Ce n’est bien sûr qu’une coïncidence : au moment où le plus ambitieux des hommes politiques français, Nicolas Sarkozy, rend dans un livre un hommage indirect mais appuyé à la religion musulmane, en quoi il voit un facteur d’intégration en France des populations immigrées (1), on pouvait entendre dans l’enceinte d’un prestigieux théâtre parisien résonner les paroles douces et fortes d’un vieux sage musulman d’Afrique : « il y a trois sortes de vérités ; ta vérité, celle d’autrui, et… la Vérité ». En créant une pièce ayant pour sujet et personnage principal Tierno Bokar, le Sage de Bandiagara, dont l’écrivain malien Hampâté Ba a raconté la vie, Peter Brook ne pouvait cependant ignorer quelles résonances prendrait dans l’actualité un tel appel intemporel à la tolérance.
Il faut rappeler que Peter Brook est l’un des plus célèbres metteurs en scène actuels, qui a participé depuis les années 60 à toutes les aventures du théâtre contemporain.
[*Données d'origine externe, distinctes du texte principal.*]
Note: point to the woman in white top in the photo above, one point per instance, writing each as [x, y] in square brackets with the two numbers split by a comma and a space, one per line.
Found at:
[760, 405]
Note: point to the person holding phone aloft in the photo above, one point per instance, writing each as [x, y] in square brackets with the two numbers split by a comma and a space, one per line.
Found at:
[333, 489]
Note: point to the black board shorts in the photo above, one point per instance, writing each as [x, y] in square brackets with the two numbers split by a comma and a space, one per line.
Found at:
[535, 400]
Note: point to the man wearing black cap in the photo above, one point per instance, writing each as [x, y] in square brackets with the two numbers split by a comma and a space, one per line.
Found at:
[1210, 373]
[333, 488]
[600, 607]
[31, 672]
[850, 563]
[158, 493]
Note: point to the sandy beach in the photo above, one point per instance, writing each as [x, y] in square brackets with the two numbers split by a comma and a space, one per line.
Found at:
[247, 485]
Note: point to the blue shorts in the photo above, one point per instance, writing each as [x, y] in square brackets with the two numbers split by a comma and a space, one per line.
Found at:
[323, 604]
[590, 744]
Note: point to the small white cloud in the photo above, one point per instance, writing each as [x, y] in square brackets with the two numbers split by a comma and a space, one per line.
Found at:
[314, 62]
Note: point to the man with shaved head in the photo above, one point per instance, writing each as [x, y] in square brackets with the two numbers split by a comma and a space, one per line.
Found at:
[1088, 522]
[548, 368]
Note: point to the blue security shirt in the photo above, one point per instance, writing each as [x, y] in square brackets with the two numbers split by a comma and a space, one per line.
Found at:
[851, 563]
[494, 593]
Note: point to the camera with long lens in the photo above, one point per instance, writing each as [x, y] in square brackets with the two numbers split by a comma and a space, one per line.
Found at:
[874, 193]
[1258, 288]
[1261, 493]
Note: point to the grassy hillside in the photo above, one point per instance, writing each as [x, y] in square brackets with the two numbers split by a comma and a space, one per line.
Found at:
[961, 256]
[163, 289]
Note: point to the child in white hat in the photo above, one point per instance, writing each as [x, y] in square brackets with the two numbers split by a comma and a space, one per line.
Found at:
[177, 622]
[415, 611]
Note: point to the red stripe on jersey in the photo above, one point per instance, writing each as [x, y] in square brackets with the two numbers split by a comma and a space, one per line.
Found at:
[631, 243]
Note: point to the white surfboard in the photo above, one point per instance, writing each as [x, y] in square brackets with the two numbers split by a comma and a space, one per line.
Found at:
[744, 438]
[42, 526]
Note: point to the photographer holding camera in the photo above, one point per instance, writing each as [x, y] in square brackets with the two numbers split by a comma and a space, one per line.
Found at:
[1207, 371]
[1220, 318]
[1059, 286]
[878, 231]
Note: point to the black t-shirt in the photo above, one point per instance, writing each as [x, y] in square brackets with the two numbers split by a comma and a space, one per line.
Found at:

D’origine anglaise, installé depuis 1973 au théâtre des Bouffes du Nord, dans un quartier très cosmopolite au Nord de Paris, il n’a cessé d’explorer différentes dimensions d’un théâtre ouvert au monde et à des modes de pensée différents, s’entourant d’acteurs venus de tous les continents (2). Contrairement à nombre de créateurs français qui manifestent aujourd’hui leur intérêt pour les cultures africaines, sa rencontre avec le personnage de Tierno Bokar, tout comme avec l’Afrique, est ancienne. Mais son choix, aujourd’hui, de proposer un spectacle par ailleurs très dépouillé et assez déconcertant pour le commun des spectateurs, entièrement composé autour de cette figure de sagesse africaine, fera sans doute date.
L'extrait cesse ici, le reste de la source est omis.